As long as your index.html is linked directly to the .dist/main.js, your output will show correctly. If it does not, don't hesitate to DM me.

Now check ./dist/main.js and behold the wonders of Tobias Koppers.

Configuration

Webpack gives us the ability to name our entry and output files and carry out other configurations with a file called webpack.config.js . It is like a package.json but for webpack only.

Create your webpack.config.js file. I did mine with the terminal.

touch webpack.config.js

Inside the webpack.config.js , write your script

const path = require('path');
module.exports = {
  entry: './src/index.js',
  output: {
    filename: 'mainest.js',
    path: path.resolve(__dirname, 'dist'),
    },
};
  • path is a Node.js native utility that allows us(developers) to work with file paths.

  • module.exports allows customization of entry paths and the output path(File and Folder to store bundled code)

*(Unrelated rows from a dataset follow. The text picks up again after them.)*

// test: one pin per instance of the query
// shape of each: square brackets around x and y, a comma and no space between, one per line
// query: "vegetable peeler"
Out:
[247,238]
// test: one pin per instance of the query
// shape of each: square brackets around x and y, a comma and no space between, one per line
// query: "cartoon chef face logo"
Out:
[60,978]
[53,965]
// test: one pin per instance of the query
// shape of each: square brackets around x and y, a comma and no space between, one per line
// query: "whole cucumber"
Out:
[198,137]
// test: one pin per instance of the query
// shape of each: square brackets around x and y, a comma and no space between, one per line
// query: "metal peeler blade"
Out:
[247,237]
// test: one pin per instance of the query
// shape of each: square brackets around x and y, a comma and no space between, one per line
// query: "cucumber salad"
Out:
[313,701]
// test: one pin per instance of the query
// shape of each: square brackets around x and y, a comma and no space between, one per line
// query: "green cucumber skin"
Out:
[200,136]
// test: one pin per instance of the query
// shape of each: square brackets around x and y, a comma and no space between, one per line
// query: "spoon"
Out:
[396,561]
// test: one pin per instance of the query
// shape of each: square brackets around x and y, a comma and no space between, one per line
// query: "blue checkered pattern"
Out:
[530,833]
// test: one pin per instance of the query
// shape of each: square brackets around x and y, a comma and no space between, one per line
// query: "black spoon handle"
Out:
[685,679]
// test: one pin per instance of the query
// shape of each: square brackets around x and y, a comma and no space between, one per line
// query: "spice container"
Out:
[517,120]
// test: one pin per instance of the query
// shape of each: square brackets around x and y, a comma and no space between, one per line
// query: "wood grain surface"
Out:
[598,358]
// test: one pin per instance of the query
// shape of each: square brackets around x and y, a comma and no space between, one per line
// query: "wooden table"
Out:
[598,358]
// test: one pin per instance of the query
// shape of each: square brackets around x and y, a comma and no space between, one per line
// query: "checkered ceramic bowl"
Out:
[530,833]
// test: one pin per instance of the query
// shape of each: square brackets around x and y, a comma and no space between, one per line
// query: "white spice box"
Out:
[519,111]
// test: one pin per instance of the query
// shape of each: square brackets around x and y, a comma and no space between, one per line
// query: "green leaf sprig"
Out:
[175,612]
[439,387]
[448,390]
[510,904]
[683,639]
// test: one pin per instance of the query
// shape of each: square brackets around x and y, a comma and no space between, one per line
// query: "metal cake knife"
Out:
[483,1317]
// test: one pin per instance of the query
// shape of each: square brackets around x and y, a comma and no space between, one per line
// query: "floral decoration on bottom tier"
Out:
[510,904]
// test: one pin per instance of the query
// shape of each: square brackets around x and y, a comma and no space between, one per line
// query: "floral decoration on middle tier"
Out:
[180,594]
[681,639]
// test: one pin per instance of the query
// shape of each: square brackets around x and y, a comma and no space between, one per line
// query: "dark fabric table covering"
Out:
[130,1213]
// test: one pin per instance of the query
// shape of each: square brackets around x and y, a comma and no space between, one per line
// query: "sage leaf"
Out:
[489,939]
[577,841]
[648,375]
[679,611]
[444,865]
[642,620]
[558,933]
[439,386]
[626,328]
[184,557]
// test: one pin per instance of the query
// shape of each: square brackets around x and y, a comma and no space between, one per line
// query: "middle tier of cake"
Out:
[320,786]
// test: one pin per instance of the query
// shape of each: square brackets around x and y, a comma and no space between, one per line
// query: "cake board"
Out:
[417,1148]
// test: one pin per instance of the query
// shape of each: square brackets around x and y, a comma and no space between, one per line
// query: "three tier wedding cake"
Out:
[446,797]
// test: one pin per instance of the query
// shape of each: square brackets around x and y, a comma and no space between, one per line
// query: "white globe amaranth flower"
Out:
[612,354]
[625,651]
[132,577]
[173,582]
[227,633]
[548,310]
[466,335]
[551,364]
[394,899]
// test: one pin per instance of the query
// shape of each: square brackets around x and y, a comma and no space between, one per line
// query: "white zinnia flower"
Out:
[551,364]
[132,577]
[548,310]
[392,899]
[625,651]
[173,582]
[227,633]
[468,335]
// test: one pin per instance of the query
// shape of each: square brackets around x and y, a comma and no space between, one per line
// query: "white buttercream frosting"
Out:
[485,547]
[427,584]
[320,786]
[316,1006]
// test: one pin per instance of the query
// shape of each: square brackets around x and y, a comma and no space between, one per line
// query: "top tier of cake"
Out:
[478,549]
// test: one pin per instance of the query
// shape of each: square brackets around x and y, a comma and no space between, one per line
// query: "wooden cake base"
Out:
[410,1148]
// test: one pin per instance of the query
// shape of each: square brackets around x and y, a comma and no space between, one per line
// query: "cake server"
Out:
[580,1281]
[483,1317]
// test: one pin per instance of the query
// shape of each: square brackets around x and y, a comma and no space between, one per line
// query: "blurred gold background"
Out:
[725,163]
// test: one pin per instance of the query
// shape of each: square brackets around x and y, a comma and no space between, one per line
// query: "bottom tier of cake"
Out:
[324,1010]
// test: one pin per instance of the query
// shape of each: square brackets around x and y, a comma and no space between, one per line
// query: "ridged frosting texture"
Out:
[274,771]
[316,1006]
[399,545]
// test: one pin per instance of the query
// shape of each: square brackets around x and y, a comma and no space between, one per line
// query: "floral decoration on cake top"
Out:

  • filename is the name of the output file, and path is the folder you want to store the output file.

Rerun your code

Due to the fact that you can run webpack with different configuration files, you can run webpack with a specified configuration file in this way

npx webpack --config webpack.config.js

or just use the normal LOC because Webpack will use the default webpack.config.js to configure Webpack

 npx webpack

Conclusion

In the articles prior to this series, we have been looking at bundling in theory, but in this article, I hope we visualized how tools like webpack bundle our files into one as seen in the dist folder.